Let x1 of type ι be given.
Let x2 of type ι be given.
Let x3 of type ι be given.
Assume H0: SNo x0.
Assume H1: SNo x1.
Assume H2: SNo x2.
Assume H3: SNo x3.
set y4 to be mul_SNo (mul_SNo x0 (mul_SNo x1 x2)) x3
Claim L4: ∀ x5 : ι → ο . x5 y4x5 (mul_SNo x0 (mul_SNo x1 (mul_SNo x2 x3)))
Let x5 of type ιο be given.
Assume H4: x5 (mul_SNo (mul_SNo x1 (mul_SNo x2 x3)) y4).
Apply mul_SNo_assoc with x1, x2, mul_SNo x3 y4, λ x6 . x5 leaving 4 subgoals.
The subproof is completed by applying H0.
The subproof is completed by applying H1.
Apply SNo_mul_SNo with x3, y4 leaving 2 subgoals.
The subproof is completed by applying H2.
The subproof is completed by applying H3.
Apply mul_SNo_assoc with mul_SNo x1 x2, x3, y4, λ x6 . x5 leaving 4 subgoals.
Apply SNo_mul_SNo with x1, x2 leaving 2 subgoals.
The subproof is completed by applying H0.
The subproof is completed by applying H1.
The subproof is completed by applying H2.
The subproof is completed by applying H3.
set y6 to be mul_SNo (mul_SNo x1 (mul_SNo x2 x3)) y4
Claim L5: ∀ x7 : ι → ο . x7 y6x7 (mul_SNo (mul_SNo (mul_SNo x1 x2) x3) y4)
Let x7 of type ιο be given.
Apply mul_SNo_assoc with x2, x3, y4, λ x8 x9 . (λ x10 x11 . (λ x12 . x7) (mul_SNo x10 x5) (mul_SNo x11 x5)) x9 x8 leaving 3 subgoals.

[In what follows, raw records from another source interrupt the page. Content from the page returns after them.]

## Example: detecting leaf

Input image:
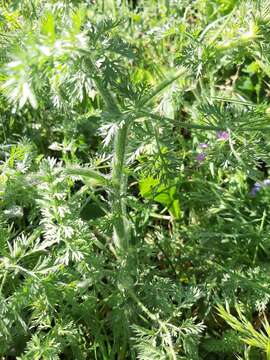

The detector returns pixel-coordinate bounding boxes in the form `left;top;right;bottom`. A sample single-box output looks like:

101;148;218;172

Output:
139;176;182;219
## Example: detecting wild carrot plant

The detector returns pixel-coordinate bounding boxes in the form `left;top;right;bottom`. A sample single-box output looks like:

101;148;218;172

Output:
0;0;270;360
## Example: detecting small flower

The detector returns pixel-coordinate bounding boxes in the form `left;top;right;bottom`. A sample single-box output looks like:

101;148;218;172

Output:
196;153;206;162
217;131;230;141
250;182;262;196
199;143;208;149
263;179;270;186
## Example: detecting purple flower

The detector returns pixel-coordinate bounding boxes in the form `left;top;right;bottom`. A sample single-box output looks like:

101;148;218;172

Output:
263;179;270;186
217;131;230;141
196;153;206;162
199;143;208;149
250;182;262;196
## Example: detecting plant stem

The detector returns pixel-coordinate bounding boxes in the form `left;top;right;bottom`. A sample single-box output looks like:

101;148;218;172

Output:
111;121;129;252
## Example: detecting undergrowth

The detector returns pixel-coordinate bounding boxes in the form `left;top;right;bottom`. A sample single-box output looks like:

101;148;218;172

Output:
0;0;270;360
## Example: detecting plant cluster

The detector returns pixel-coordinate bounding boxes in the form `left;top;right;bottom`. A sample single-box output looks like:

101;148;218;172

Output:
0;0;270;360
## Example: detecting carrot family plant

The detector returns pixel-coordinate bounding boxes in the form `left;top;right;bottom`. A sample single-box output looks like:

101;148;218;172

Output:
0;0;270;360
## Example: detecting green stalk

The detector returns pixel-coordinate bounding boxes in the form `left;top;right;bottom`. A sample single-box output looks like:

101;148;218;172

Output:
111;121;129;252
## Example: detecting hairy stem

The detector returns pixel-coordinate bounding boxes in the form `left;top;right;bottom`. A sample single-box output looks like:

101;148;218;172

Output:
111;121;129;251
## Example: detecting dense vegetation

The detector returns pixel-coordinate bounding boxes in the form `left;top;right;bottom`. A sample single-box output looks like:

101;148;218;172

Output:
0;0;270;360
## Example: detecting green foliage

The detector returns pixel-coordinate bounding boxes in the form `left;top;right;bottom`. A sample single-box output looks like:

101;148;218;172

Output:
0;0;270;360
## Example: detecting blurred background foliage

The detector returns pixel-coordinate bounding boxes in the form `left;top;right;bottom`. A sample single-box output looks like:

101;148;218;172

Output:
0;0;270;360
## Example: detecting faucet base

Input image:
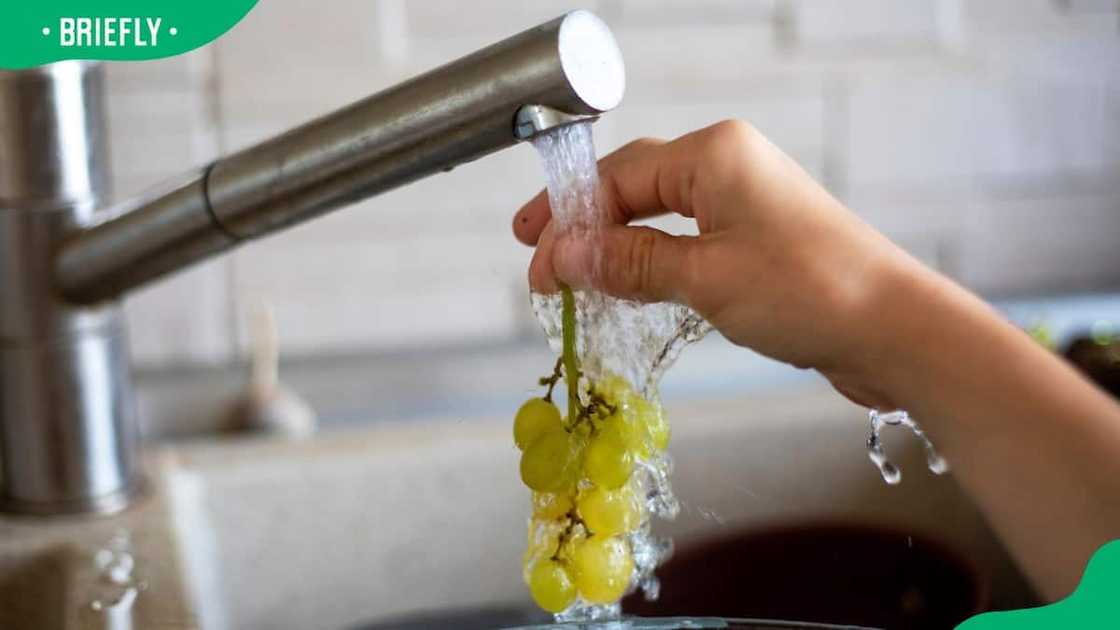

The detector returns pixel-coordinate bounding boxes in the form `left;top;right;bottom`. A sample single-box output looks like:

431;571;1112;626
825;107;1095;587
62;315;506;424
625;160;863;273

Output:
0;476;148;517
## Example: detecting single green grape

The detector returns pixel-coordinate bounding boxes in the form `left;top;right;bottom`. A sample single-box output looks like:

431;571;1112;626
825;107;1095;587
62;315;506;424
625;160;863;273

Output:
513;398;561;451
533;492;572;520
578;487;642;536
572;536;634;604
521;428;579;492
529;559;576;612
618;408;653;460
521;520;562;584
584;420;634;490
635;400;670;451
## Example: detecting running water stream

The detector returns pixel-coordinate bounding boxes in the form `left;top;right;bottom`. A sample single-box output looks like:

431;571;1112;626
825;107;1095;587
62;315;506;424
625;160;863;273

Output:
532;122;711;621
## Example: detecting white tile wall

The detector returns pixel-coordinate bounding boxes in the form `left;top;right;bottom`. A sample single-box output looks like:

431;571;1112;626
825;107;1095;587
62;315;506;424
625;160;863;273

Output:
100;0;1120;365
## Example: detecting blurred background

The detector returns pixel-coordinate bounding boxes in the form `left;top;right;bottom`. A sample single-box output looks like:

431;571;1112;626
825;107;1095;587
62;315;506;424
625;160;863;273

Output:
63;0;1120;628
108;0;1120;435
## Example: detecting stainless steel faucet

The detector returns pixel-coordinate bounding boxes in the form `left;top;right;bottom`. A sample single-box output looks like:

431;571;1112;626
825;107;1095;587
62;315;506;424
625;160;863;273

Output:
0;11;625;513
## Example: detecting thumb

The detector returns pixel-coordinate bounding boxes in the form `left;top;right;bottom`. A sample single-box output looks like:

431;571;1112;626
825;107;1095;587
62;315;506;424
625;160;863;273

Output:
552;225;694;302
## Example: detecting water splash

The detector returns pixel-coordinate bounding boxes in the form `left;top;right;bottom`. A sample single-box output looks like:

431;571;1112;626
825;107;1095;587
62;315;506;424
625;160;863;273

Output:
87;529;148;630
867;409;949;485
532;123;711;622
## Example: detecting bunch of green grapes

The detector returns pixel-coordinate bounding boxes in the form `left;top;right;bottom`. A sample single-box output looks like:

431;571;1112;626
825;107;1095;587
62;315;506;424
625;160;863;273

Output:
513;290;669;612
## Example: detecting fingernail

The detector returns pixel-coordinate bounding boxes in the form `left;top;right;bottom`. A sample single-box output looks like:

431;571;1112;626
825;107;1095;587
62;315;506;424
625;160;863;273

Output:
552;237;590;287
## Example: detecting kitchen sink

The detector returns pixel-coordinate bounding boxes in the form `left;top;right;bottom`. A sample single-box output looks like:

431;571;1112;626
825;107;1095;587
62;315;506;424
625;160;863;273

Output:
168;386;1030;630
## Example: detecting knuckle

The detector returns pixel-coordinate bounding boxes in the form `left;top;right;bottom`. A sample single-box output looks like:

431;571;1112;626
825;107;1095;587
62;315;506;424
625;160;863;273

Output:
626;230;657;295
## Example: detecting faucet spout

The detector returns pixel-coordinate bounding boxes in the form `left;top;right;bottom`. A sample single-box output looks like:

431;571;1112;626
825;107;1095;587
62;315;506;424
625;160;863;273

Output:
54;11;625;304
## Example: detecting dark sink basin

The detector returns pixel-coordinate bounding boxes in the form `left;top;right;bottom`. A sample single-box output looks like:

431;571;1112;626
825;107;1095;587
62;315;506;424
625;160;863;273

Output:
624;525;1003;630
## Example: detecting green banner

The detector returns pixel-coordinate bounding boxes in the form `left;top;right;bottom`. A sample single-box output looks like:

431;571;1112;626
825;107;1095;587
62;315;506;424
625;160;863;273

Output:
956;540;1120;630
0;0;256;70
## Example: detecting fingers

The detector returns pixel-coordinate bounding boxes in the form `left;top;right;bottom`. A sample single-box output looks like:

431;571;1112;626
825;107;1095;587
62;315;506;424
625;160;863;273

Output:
513;138;665;245
530;225;696;303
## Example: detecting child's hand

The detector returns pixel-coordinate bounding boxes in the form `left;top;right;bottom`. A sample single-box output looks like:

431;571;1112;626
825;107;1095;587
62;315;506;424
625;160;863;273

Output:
513;121;920;407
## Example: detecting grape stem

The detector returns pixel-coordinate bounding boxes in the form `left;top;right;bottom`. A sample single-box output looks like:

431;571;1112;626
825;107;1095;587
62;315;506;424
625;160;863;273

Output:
560;285;580;427
541;356;562;402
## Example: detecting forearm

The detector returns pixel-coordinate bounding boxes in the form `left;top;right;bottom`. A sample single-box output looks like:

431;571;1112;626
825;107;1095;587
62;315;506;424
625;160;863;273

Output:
876;256;1120;599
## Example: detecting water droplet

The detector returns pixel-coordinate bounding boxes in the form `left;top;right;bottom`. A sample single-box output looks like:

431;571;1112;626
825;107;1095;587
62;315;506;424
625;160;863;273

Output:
867;409;949;485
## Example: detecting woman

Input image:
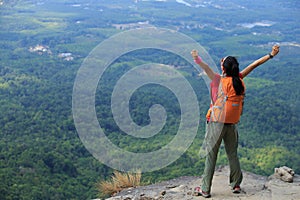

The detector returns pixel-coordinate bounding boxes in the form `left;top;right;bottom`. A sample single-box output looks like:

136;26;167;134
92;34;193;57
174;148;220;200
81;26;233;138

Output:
191;45;279;198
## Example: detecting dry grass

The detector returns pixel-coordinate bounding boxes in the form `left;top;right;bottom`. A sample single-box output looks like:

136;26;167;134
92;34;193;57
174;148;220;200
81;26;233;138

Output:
97;171;142;196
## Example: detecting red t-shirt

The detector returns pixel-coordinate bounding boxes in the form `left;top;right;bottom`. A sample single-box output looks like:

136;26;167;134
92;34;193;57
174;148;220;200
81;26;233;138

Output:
206;73;243;121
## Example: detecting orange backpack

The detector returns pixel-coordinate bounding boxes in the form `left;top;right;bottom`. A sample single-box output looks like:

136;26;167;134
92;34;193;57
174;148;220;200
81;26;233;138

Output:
210;77;246;124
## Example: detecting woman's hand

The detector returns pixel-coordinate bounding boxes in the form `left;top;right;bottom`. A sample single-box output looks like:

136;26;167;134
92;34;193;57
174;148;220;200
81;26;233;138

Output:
191;49;198;59
271;45;279;56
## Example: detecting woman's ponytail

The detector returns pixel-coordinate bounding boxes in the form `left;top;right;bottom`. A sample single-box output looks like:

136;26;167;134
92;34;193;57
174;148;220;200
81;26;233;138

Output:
223;56;245;95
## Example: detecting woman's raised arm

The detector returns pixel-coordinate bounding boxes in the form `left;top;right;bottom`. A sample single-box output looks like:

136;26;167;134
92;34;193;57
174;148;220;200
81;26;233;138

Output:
241;45;279;78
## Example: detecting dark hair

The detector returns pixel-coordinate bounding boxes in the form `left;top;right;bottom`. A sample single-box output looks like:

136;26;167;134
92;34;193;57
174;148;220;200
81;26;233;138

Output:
223;56;245;95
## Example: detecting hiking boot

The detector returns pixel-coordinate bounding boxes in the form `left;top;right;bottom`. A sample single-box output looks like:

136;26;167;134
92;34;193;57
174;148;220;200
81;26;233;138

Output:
194;187;211;198
232;185;242;194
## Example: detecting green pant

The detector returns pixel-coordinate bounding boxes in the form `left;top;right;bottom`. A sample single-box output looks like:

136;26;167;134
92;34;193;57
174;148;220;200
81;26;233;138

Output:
201;122;243;193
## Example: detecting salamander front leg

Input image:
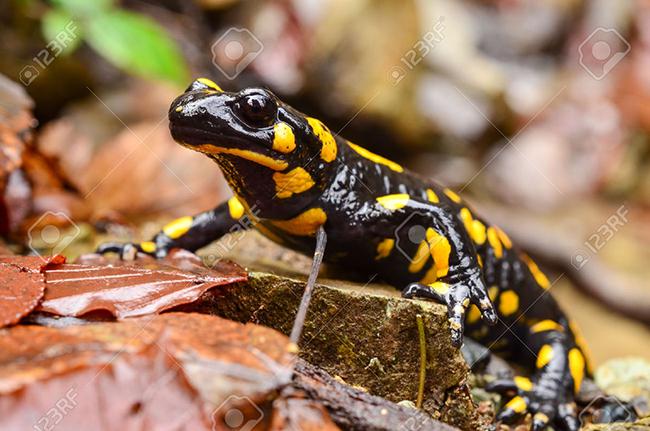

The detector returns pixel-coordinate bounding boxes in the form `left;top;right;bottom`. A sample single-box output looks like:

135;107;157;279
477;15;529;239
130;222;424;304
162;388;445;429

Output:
97;197;252;259
402;270;496;347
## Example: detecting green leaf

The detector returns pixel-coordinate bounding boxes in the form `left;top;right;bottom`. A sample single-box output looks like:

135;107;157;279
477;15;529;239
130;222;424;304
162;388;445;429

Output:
51;0;113;16
41;9;81;55
84;9;188;85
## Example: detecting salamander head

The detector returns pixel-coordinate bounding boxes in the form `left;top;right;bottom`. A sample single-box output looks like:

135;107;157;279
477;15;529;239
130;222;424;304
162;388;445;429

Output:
169;78;338;213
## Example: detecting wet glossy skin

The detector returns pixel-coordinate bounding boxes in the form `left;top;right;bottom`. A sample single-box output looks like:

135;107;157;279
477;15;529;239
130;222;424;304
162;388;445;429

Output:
101;79;588;430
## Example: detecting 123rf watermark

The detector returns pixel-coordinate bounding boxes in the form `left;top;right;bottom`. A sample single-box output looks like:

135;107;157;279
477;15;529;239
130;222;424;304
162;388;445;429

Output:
33;387;79;431
388;16;445;85
571;204;629;269
18;21;78;87
578;27;632;81
210;27;264;80
204;204;260;268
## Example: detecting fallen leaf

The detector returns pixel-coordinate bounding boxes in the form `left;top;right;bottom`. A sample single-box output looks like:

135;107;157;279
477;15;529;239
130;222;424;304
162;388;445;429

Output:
0;263;45;327
38;251;247;319
0;313;294;430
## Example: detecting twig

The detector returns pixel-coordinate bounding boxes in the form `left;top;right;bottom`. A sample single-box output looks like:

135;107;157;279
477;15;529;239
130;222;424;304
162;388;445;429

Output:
415;314;427;408
290;226;327;346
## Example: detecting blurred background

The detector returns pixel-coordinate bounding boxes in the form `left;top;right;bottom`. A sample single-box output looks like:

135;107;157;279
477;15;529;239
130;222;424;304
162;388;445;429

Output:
0;0;650;370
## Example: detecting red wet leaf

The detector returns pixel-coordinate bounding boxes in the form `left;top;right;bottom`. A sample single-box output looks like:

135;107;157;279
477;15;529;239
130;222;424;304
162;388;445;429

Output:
0;313;292;430
0;262;45;327
38;252;247;319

The subproof is completed by applying H0.
The subproof is completed by applying H1.
The subproof is completed by applying H2.
set y7 to be λ x7 . y6
Apply L5 with λ x8 . y7 x8 y6y7 y6 x8 leaving 2 subgoals.
Assume H6: y7 y6 y6.
The subproof is completed by applying H6.
The subproof is completed by applying L5.
Let x5 of type ιιο be given.
Apply L4 with λ x6 . x5 x6 y4x5 y4 x6.
Assume H5: x5 y4 y4.
The subproof is completed by applying H5.